VOCs, priority metal, ammonium and degradable organic matter) to inform our selection of the appropriate treatment. From first principles, we designed an integrated air stripping, sedimentation and reedbed system to correctly size the treatment elements to facilitate discharge of the treated effluent from the site.

• Alkaline / Hypersaline Industrial Effluent: TWe designed the sustainable wetland/reedbed treatment system to remove the copper and nickel from a hypersaline & caustic cement kiln dust effluent. Our teams undertook benchtop to on-site pilot-scale trials as part of the design process. We designed the system as a sustainable low-maintenance plant to operate in a remote location that had restricted access to services. The system means there is no need for a high volume acid dosing and ion-exchange treatment, which is typically needed for complex biologically inhibitory hypersaline effluent.
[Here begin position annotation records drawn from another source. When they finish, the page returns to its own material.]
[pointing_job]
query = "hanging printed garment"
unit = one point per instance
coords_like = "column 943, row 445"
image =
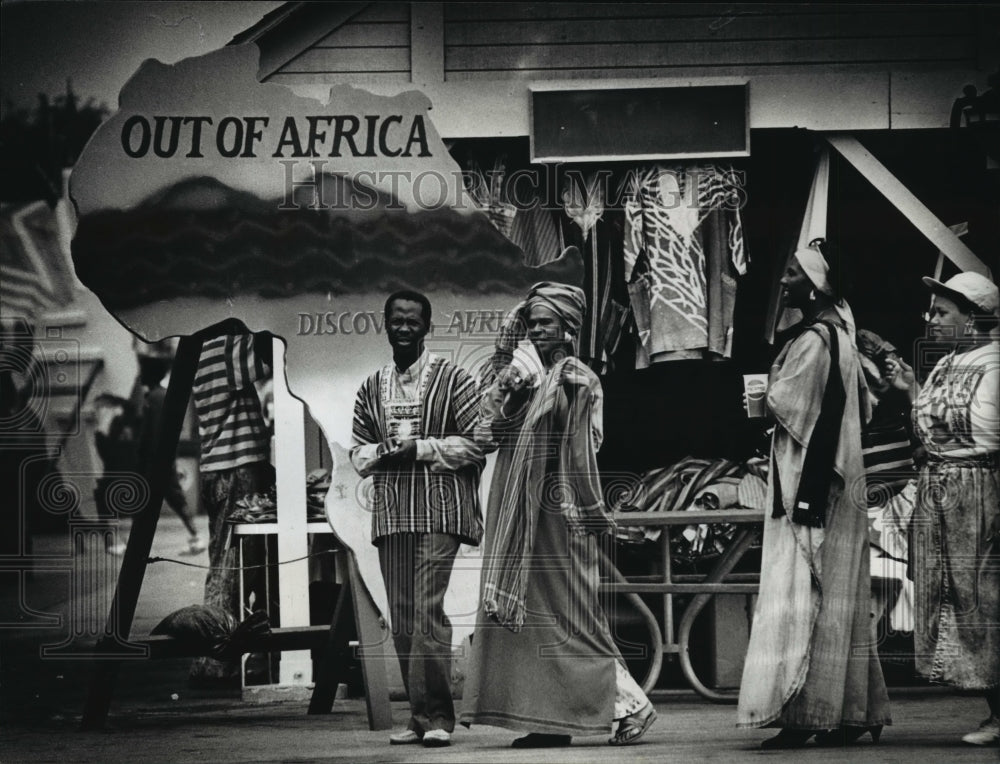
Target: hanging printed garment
column 598, row 233
column 683, row 250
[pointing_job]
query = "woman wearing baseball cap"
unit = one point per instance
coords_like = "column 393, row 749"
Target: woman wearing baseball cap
column 956, row 523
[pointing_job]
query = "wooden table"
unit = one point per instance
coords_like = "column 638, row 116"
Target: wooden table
column 704, row 587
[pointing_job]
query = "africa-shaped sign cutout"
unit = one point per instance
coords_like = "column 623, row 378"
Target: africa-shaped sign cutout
column 210, row 196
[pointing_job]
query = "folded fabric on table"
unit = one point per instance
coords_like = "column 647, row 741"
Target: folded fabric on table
column 256, row 508
column 691, row 484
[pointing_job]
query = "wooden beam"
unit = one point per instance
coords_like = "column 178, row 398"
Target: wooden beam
column 140, row 540
column 906, row 202
column 297, row 31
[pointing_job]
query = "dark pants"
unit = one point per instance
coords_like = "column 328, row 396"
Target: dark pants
column 416, row 568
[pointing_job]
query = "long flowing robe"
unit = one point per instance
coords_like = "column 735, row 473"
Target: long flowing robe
column 956, row 524
column 811, row 662
column 554, row 671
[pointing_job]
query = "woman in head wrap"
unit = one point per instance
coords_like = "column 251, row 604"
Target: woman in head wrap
column 955, row 529
column 543, row 658
column 811, row 666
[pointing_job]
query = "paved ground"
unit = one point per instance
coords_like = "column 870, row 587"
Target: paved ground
column 41, row 699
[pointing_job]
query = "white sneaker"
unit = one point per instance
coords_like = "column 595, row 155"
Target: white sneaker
column 987, row 734
column 436, row 739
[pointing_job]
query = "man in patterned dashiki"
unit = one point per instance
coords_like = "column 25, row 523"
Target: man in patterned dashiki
column 956, row 523
column 412, row 433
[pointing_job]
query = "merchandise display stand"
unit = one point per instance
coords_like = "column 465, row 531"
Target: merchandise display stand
column 719, row 580
column 115, row 646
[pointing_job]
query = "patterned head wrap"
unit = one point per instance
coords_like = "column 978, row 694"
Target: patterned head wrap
column 565, row 301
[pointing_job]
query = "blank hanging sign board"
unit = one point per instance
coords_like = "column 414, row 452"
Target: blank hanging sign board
column 687, row 122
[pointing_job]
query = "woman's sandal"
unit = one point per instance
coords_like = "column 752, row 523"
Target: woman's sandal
column 633, row 727
column 847, row 735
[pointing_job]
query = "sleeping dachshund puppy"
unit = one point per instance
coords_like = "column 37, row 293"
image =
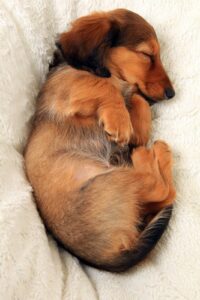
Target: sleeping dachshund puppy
column 91, row 191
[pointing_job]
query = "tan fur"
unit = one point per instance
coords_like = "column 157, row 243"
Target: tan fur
column 90, row 205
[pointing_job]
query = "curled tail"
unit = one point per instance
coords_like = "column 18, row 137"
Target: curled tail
column 147, row 241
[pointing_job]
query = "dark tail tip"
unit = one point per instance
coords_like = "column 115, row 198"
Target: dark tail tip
column 147, row 241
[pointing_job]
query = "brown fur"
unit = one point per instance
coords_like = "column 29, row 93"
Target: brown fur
column 91, row 204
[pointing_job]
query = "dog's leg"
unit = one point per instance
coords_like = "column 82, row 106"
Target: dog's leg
column 140, row 114
column 157, row 162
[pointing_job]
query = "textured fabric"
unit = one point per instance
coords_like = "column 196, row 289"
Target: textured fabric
column 32, row 266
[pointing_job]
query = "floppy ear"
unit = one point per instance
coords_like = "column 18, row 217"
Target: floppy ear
column 85, row 46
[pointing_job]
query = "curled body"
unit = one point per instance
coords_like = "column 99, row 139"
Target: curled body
column 91, row 189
• Cement Kiln Effluent: We designed a passive constructed wetland scheme for a closed quarry and cement kiln dust tip. This scheme works to precipitate calcium and iron from the site’s run-off water to prevent smothering the incoming streams from an iron-calcified emulsion. This system complements the site’s ongoing restoration as a nature reserve.

• Domestic Sewer Effluent Management System: We designed a short rotation coppice (Willow) wastewater management system in an environmentally sensitive location where the regulatory authorities had prohibited discharge of nutrient bearing effluent. We selected the willow coppice system as it is one of the few mechanisms with no liquid release, and waters are managed by (ET) evapotranspiration. ET is the combined process of water surface evaporation, soil moisture evaporation, and plant transpiration.